You'll most likely need to have a game logic RNG and an everything else RNG for things like GUI, particle effects, sounds. Once you have this done, you need record the initial state of the game logic RNG, then the game commands of all the players every frame.

For many games there is a level of abstraction between the input and the game logic where the input is turned into commands. For example pressing the A button on the controller results in a "jump" digital command being set to true and the game logic reacts to commands without checking the controller directly. By doing this, you'll only need to record the commands which impact the game logic (no need to record the "Pause" command) and most likely this data will be smaller than recording the controller data. You also don't have to worry about recording the state of the control scheme in case the player decided to remap buttons.

Rewinding is a difficult problem using the deterministic method and other than using snapshot of the game state and fast-forwarding to the point in time you want to look at there is not much you can do other than recording the entire game state each frame.

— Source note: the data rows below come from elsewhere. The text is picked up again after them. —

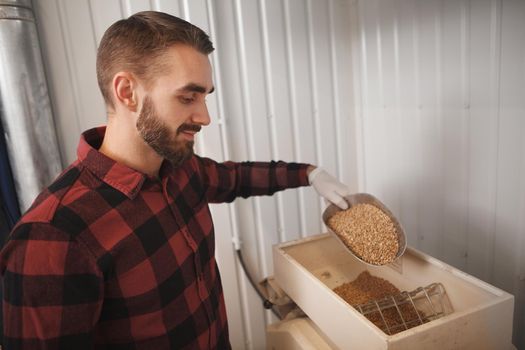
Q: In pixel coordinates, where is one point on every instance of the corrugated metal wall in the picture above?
(437, 88)
(442, 129)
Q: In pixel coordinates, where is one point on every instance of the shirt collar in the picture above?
(122, 178)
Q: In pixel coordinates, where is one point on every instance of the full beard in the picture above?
(159, 137)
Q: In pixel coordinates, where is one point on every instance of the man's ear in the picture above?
(125, 91)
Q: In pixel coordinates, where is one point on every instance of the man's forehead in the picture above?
(187, 70)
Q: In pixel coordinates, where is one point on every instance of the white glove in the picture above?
(329, 187)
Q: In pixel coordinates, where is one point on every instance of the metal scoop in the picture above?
(365, 198)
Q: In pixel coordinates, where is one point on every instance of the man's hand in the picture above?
(328, 187)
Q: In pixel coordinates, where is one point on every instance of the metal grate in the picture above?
(405, 310)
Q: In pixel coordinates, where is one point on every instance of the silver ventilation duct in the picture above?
(25, 108)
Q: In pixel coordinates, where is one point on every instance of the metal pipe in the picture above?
(25, 108)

On the otherhand, fast-forwarding is certainly doable. As long as your game logic isn't reliant on your rendering, you can run the game logic as many times as you want prior to rendering a new frame of the game. The speed of fast-forwarding will just be bound by your machine. If you want to skip ahead in large increments, you'll need to use the same snapshot method as you would need for rewinding.

Possibly the single most important part of writing a replay system that relies on determinism is to record a debug stream of data. This debug stream contains a snapshot of as much information as possible each frame (RNG seeds, entity transforms, animations, etc) and be able to test that recorded debug stream against the state of the game during the replays. This will allow you to quickly let you know mismatches at the end of any given frame. This will save countless hours of wanting to pull your hair out from unknown non-deterministic bugs. Something as simple as an uninitialized variable will mess everything up at the 11th hour.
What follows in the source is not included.